Иванов: Вы прямо блокбастеры хотите делать?
Плунгян: Да вроде и делала. Например, я придумала в 2017–2018 годах двухчастную выставку в ММСИ «Модернизм без манифеста» , ну это такой блокбастер.
Ковальская: А сейчас чем вы заняты?
Плунгян: Пишу книги. Сейчас выпустила одну книжку, работаю над еще одной и над двумя большими выставками советского искусства 1930-х.
Надо сказать, что в марте прошлого года я месяц прожила в Нукусе, работала там в музее Савицкого. И я совершенно была раздавлена тем, что я как будто уехала в эмиграцию. У меня было ощущение, что я должна быть в России.
Сапрыкин: На мою работу эмиграция, наверное, не повлияла. Не знаю, так получилось или я сам… Но к началу войны я пришел в абсолютно автономном режиме. Наверное, я уже подсознательно стремился к тому, чтобы не принадлежать ни к какой редакции, ни к какой институции, ни к какому амплуа, чтобы нельзя было написать на визитке, кто ты: «журналист» или… Поэтому у меня не было профессионального круга, который бы рассыпался. Если бы я продолжал, например, заниматься «Полкой», это было бы гораздо более драматично. А так я складываю свою работу из разных частей, которые в основном зависят только от меня.
И, конечно, я постоянно приходил к тому — извините, если это высокопарно прозвучит, — что если в принципе мне есть что сказать о происходившем и происходящем, то мне важно произносить это из этой точки. Иначе я перестаю понимать и чувствовать, что здесь происходит, особенно в этом режиме радиомолчания. Я не хочу строить домыслы о том, что думают москвичи. Это как-то унизительно.
Но есть и человеческие моменты. Я тоже встречался с разными уехавшими знакомыми — и там, и здесь. И каждый раз у меня повисают невротические вопросы. Если ты уехал, наверное, тебе угрожала опасность, раз ты от нее спасался? А я нет. Значит, видимо, в каком-то смысле я и есть та опасность или часть той опасности, от которой ты уехал. Или я несу ответственность за нее, или я с ней солидаризируюсь. Даже не «коллективная вина», а конкретно: несу ли я ответственность за то, что вы там, а я здесь.
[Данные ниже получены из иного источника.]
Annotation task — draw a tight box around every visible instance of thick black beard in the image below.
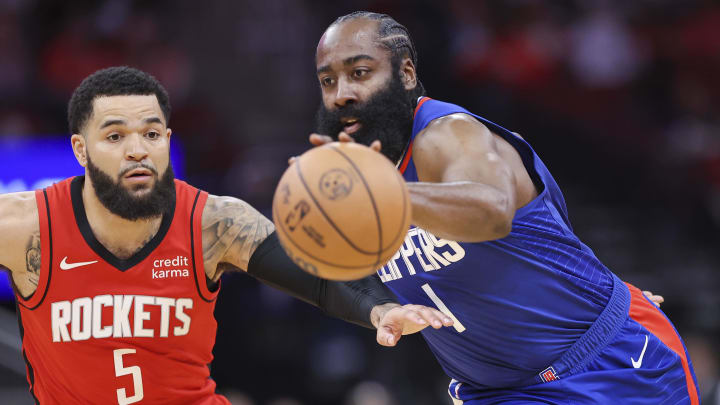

Но приходится с этим как-то жить.
Иванов: У меня почти нет такой проблемы. То есть какие-то знакомые уехали, но это не самые близкие друзья. Я, скорее, чувствую, как меняется карта московских антропологических достопримечательностей, я бы так это назвал. Условно: Анна Наринская в Берлине и еще два десятка знакомых в разных местах мира. Но меня это не сильно угнетает. Я, скорее, переживаю за этих людей, потому что вижу, насколько им тяжело держать тонус.
Сапрыкин: Да, и это тоже.
Иванов: По сути дела, мы все оказались немножко в позиции героя Вицина из фильма «Кавказская пленница». Неважно, где ты находишься, но ты в раздрае, тебя перетягивают какие-то силы, ты пытаешься соответствовать ожиданиям и той, и другой стороны, находить компромиссы. Это очень слабая позиция.
Что я вынес для себя из этой ситуации? Мы переживаем очень большое событие, и нужно ему соответствовать. Любые мелкие, чересчур подвижные реакции ему неадекватны. И, как любое большое событие, оно связано с тем, что греки называли «пойесис». «Пойесис» — в отличие от «тэхне», искусного исполнения, выделки, — это не чтение стихов, не лирическое настроение, это страшно опасная вещь. Это изобретение совершенно новой реальности, которая может тебя и всех окружающих просто раздавить. И мы живем, погруженные в политическую и поэтическую трансформацию мира. И для меня это, конечно, опять же вопрос ухода на глубину и соответствующего ей языка описания момента.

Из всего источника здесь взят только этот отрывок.